On this page I address the issue of inflation when computing levelised cost. When computing the levelised cost of electricity or the levelised unit cost of something else like the oil price necessary to break even on an investment, the ultimate objective is make some kind of economic analysis. I show how to compute the real levelised cost or the levelised cost adjusted for inflation. This means that a flat unit cost in nominal terms is not computed, but the cost is in real terms where the levelised cost increases over time with inflation. This real cost can be compared to things like the cost of your electricity bill per kWh or the cost of natural gas. If you use the nominal LCOE that is in a sense the price at the middle of the life of a solar or other project, you would have to compare your electric bill in 10 or 15 years to the LCOE of the solar project. To compute the real LCOE, I show some techniques that use the PMT function with the real cost of capital rather than the nominal cost of capital. As with other issues, I have included a file with the examples and methods discussed on this page.
Formulas for Computing Carrying Charge for Real versus Nominal Levelised Cost
When computing the levelised cost of electricity or the levelised unit cost of something else like the oil price necessary to break even on an investment, you can compute the current price necessary to meet the required return. If you compute the real return and then the real carrying charge, the inflated real carrying charge will produce the target nominal return after it is inflated.

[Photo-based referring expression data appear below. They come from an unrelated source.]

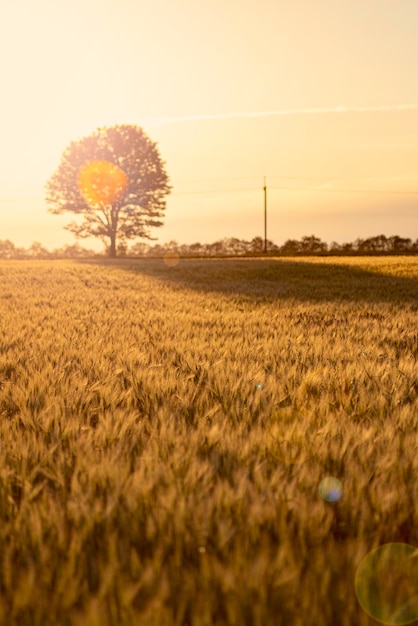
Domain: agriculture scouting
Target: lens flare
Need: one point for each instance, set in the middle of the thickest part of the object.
(386, 584)
(101, 182)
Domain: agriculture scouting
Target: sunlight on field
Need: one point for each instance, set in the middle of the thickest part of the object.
(206, 442)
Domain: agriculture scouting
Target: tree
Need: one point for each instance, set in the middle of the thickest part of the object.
(115, 180)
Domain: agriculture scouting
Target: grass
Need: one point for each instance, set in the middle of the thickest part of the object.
(164, 431)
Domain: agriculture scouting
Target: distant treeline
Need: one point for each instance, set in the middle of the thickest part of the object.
(229, 246)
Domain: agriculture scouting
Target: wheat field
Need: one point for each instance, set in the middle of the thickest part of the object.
(165, 432)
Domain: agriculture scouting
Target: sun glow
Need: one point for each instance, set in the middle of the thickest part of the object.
(101, 183)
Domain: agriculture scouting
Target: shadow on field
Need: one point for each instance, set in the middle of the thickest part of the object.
(272, 279)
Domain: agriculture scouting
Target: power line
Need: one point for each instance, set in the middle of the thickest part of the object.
(378, 191)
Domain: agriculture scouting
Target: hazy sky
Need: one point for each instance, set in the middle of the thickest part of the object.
(319, 96)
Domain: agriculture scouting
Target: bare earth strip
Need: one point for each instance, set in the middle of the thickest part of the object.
(164, 432)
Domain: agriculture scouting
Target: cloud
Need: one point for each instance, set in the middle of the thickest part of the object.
(279, 112)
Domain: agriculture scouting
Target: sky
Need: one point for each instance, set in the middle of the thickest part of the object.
(320, 97)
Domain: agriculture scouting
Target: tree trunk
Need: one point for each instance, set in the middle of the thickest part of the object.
(112, 249)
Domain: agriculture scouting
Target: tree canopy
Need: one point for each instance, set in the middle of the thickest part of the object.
(115, 180)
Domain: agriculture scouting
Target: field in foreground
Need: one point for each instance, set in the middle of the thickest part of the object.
(165, 431)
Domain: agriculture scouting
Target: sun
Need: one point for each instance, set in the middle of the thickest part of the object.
(101, 183)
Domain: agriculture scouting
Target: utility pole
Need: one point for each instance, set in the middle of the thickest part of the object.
(265, 215)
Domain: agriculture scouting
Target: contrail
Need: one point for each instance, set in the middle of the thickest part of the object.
(279, 112)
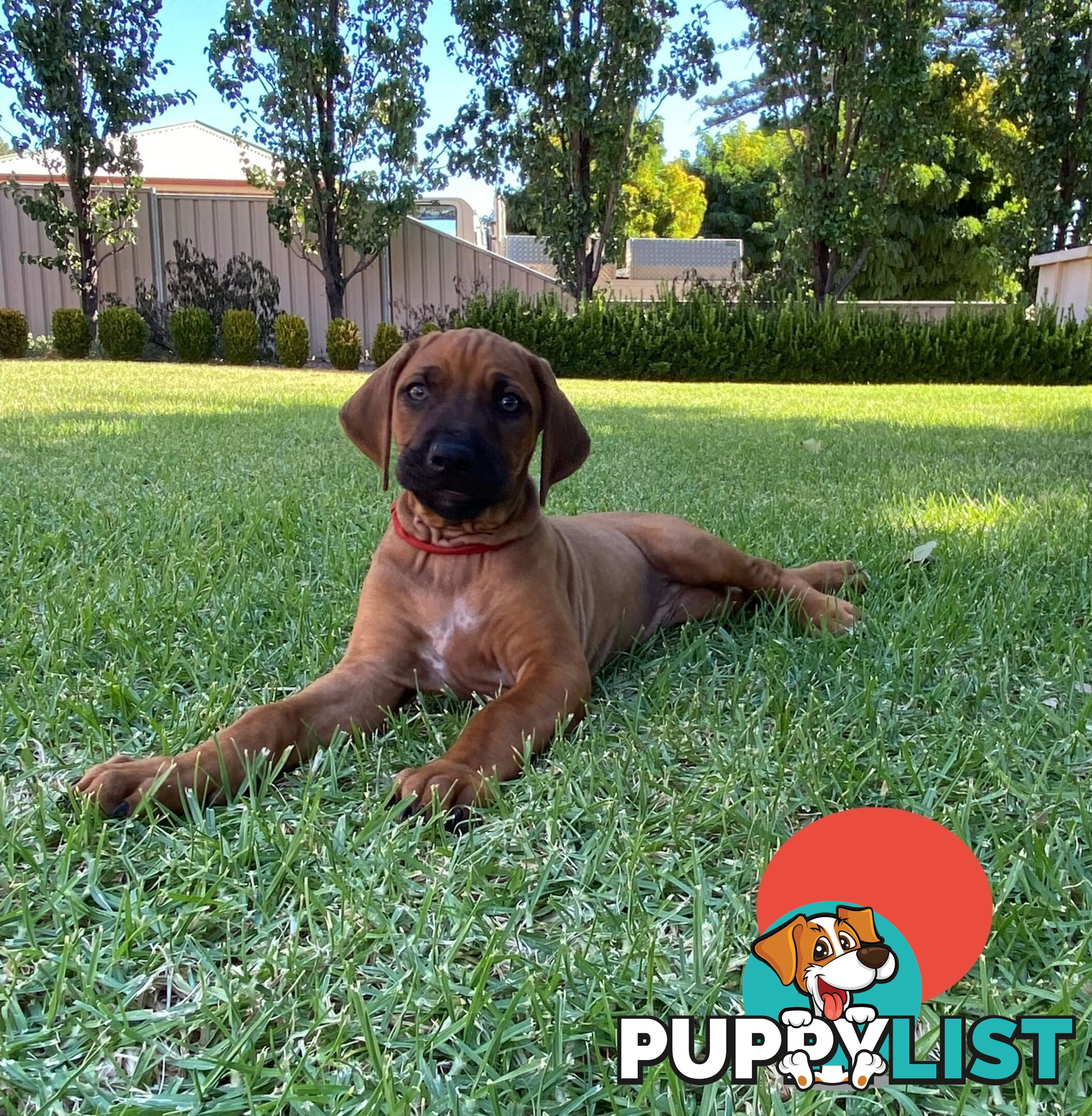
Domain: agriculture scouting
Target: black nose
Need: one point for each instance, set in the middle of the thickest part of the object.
(449, 455)
(873, 957)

Real Return = (1+Nominal Return)/(1+Inflation Rate) -1
Real Carrying Charge = PMT(Real Return, Life, Capital Cost)
The screenshot below works through how to compute the real levelised cost. When you think about things, the levelised nominal cost is a silly number. Think about a hydro plant than may last 80 years. The nominal levelised cost is the flat value over 80 (with a minor adjustment for inflation in O&M expenses discussed below). With even a minor rate of inflation like 2%, the real value in 80 years is a very small percent of the value in the first year (divide by 1.02^80) — 4.9 times. It would be much better to compute the current value that, when inflated, gives you the target return. In simple terms this involves using a real cost of capital as described below.
To begin the discussion, the screenshot below demonstrates how I have input an inflation rate and also computed a required real return. The required real return is computed as:
You can then use the real return instead of the nominal return in the carrying charge calculation with the PMT function. You can also then compute the total carrying charges and the LCOE with the inflation rate.
Adjusting the Operating Expense for Inflation when Computing Nominal Levelised Cost
Note in the above screenshot that the O&M cost is different for the real LCOE than for the nominal scenario. This is because the O&M cost should increase with inflation. After you levelize the O&M cost, it should be higher in the nominal case where it is (inappropriately) held flat. To compute the equivalent levelised O&M cost, you can apply the formula:
Inflated O&M Factor = PV(Real Rate, Life, -1)/PV(Nominal Rate, Life,-1)
When doing this, you will want the real IRR on the top and the nominal on the bottom to make sure the factor is above one. Apply this in the LCOE formula and not in the financial model. Note that this is not the NPV formula; it is a formula that allows you to input a payment (-1) and produces the present value, The PV using the real rate is higher than the nominal rate. So, the value of this factor is above 1. I you would do this for a single year — for example (1+real rate)^10/(1+nominal rate)^10 — this results in the inflation rate. So the formula over time is like computing this increase in inflated cost over time.
As with the first case, I have made a little financial model that proves the approach. I compute a little model for both the nominal case where the absurd assumption is made that the price never changes. But this time I allow the O&M cost to increase with inflation. With the price computed using the increased O&M, the financial model produces the correct IRR that is input as the target IRR.
Financial Model Verification Using Real LCOE
In the screenshot with the simple model, I also show how the model in the real case. In this case (the bottom part of the screenshot), the computed real LCOE is increased by the inflation rate as shown in the price line (27.8 followed by 28.50, followed by 29.21 etc.). The O&M is inflated in both case starting with the real level (this is the value of 6/kW-year multiplied by 1,000 to put the values in terms of MW.) With these values, both the real value and the nominal value produce the target return of 5.5% that is input as the target in the above screenshot.